1.it states that $\psi $ induces an isomorphism $\widetilde{\psi }:S/\psi^{-1}(m) \to R/m$
Why $\widetilde{\psi }$ is an isomorphism ?
- How we get $R/m \subset S/\psi^{-1}(m) \Rightarrow S/\psi^{-1}(m) $ is a field ?
I understand that $R/m$ is a field sience $m$ is maximal, so if $\widetilde{\psi }$ is isomorphism we automated get that $S/\psi^{-1}(m) $ is a field (and $\psi^{-1}(m)$ is maximal) so I don't really understand the purpose of 2.
Here's what the author is saying in more detail:
Consider the composition $S\overset{\psi}\to R\to R/m$, let's call this $\overline\psi$. The kernel of $\overline\psi$ (you can check) is exactly $\psi^{-1}(m)$, so by the First Isomorphism Theorem you have an induced isomorphism of $k$-algebras
$$\widetilde\psi:S/\psi^{-1}(m)\to\operatorname{Im}(\overline\psi),\quad\quad \widetilde\psi(s+\psi^{-1}(m))=\psi(s)+m.$$
However, I claim that $\overline\psi$ is surjective, meaning that $\operatorname{Im}(\overline\psi)=R/m$ which gives the isomorphism you are asking about.
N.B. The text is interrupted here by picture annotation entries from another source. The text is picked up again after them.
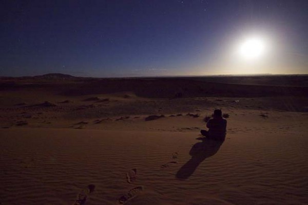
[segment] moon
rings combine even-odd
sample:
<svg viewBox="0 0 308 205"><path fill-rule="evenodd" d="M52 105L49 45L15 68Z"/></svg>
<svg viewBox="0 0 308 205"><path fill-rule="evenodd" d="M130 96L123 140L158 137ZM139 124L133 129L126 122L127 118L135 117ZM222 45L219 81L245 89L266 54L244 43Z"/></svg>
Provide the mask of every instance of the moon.
<svg viewBox="0 0 308 205"><path fill-rule="evenodd" d="M265 43L261 38L251 37L245 40L240 45L239 52L244 59L259 59L265 52Z"/></svg>

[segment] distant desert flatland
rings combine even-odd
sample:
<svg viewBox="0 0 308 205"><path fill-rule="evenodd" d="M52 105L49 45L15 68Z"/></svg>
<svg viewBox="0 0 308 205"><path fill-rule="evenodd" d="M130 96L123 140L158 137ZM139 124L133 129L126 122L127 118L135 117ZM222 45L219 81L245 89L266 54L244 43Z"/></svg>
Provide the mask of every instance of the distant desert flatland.
<svg viewBox="0 0 308 205"><path fill-rule="evenodd" d="M307 75L1 77L0 204L306 204L307 96ZM224 142L200 135L216 108Z"/></svg>

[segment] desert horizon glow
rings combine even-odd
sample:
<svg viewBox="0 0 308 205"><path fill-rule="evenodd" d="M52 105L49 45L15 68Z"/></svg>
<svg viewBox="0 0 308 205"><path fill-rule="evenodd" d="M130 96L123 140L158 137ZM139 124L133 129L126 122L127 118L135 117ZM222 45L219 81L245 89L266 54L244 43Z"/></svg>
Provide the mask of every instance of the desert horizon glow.
<svg viewBox="0 0 308 205"><path fill-rule="evenodd" d="M0 76L308 73L306 1L47 2L0 7Z"/></svg>
<svg viewBox="0 0 308 205"><path fill-rule="evenodd" d="M264 54L265 42L260 37L252 37L245 40L239 49L240 54L247 60L260 59Z"/></svg>

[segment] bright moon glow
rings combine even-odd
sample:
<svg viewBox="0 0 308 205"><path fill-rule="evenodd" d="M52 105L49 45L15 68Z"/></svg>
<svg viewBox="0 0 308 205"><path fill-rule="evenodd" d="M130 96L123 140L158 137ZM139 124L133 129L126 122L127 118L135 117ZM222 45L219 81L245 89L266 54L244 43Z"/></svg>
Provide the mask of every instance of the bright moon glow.
<svg viewBox="0 0 308 205"><path fill-rule="evenodd" d="M240 47L240 53L245 59L259 58L264 52L264 43L259 38L246 39Z"/></svg>

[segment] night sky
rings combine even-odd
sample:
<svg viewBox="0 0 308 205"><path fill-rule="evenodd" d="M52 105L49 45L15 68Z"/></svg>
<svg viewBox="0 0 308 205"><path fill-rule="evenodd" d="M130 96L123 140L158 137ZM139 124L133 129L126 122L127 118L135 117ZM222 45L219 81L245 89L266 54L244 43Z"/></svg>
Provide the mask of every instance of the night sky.
<svg viewBox="0 0 308 205"><path fill-rule="evenodd" d="M0 76L308 73L308 1L0 1ZM237 51L249 36L258 59Z"/></svg>

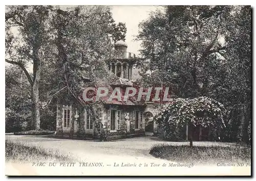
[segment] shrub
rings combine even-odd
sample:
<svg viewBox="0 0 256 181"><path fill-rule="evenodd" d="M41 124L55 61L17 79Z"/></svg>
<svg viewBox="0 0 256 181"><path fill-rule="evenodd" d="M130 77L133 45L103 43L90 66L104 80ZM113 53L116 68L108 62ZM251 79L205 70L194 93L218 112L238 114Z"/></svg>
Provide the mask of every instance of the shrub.
<svg viewBox="0 0 256 181"><path fill-rule="evenodd" d="M251 147L240 145L194 146L160 144L153 146L150 154L174 162L215 164L219 162L250 162Z"/></svg>

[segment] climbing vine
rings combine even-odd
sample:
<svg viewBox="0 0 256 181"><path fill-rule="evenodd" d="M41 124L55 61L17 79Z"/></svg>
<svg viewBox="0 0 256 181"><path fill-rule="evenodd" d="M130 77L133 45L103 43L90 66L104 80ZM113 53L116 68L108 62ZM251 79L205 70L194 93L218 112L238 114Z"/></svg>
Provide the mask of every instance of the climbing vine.
<svg viewBox="0 0 256 181"><path fill-rule="evenodd" d="M155 117L160 136L172 141L183 139L184 126L225 127L226 110L220 102L207 97L175 99L164 105ZM184 137L183 137L184 138Z"/></svg>

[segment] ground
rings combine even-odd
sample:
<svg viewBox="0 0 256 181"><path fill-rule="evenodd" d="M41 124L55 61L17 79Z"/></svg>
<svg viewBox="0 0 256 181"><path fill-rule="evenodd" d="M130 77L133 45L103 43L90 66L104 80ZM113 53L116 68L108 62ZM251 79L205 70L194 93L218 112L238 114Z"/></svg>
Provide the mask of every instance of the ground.
<svg viewBox="0 0 256 181"><path fill-rule="evenodd" d="M146 135L148 135L147 134ZM164 141L150 136L116 140L110 142L63 139L44 136L6 135L6 139L12 141L27 142L29 144L39 145L45 148L58 149L65 153L70 153L81 160L98 157L123 158L131 157L134 158L157 159L149 153L151 147L155 144L162 143L172 145L189 144L188 142ZM232 144L210 142L193 142L194 145L220 144L224 146Z"/></svg>
<svg viewBox="0 0 256 181"><path fill-rule="evenodd" d="M163 141L150 136L117 140L110 142L95 140L74 140L49 138L44 136L6 135L11 141L26 142L45 149L57 149L71 154L76 165L74 167L33 166L35 163L19 164L6 162L7 175L250 175L250 167L218 167L212 166L170 167L177 163L157 159L149 154L153 145L162 143L187 144L189 142ZM194 145L213 144L228 146L232 143L195 142ZM101 163L102 166L80 166L81 162ZM165 166L163 166L163 164ZM48 163L49 164L49 163ZM245 163L246 164L246 163ZM117 166L119 164L119 166ZM124 166L122 164L136 164ZM146 166L145 165L146 164Z"/></svg>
To see this, you recall that previously given hypotheses (as correctly predicted by KReiser in the comments) are that $(1)$ $k$ is algebraically closed and $(2)$ $R$ and $S$ are finitely generated $k$-algebras.
$(2)$ implies that $R/m$ is a finite extension of $k$, and then by $(1)$ you must have $R/m=k$. [Side note: what this really means is that the natural composition $k\hookrightarrow R\to R/m$ is an isomorphism.]
But since $\overline\psi(\alpha)=\alpha$ for any $\alpha\in k$, and $R/m=k$, you see that every element of $R/m$ is inside $\operatorname{Im}(\overline\psi)$, and so $\overline\psi$ is surjective as claimed.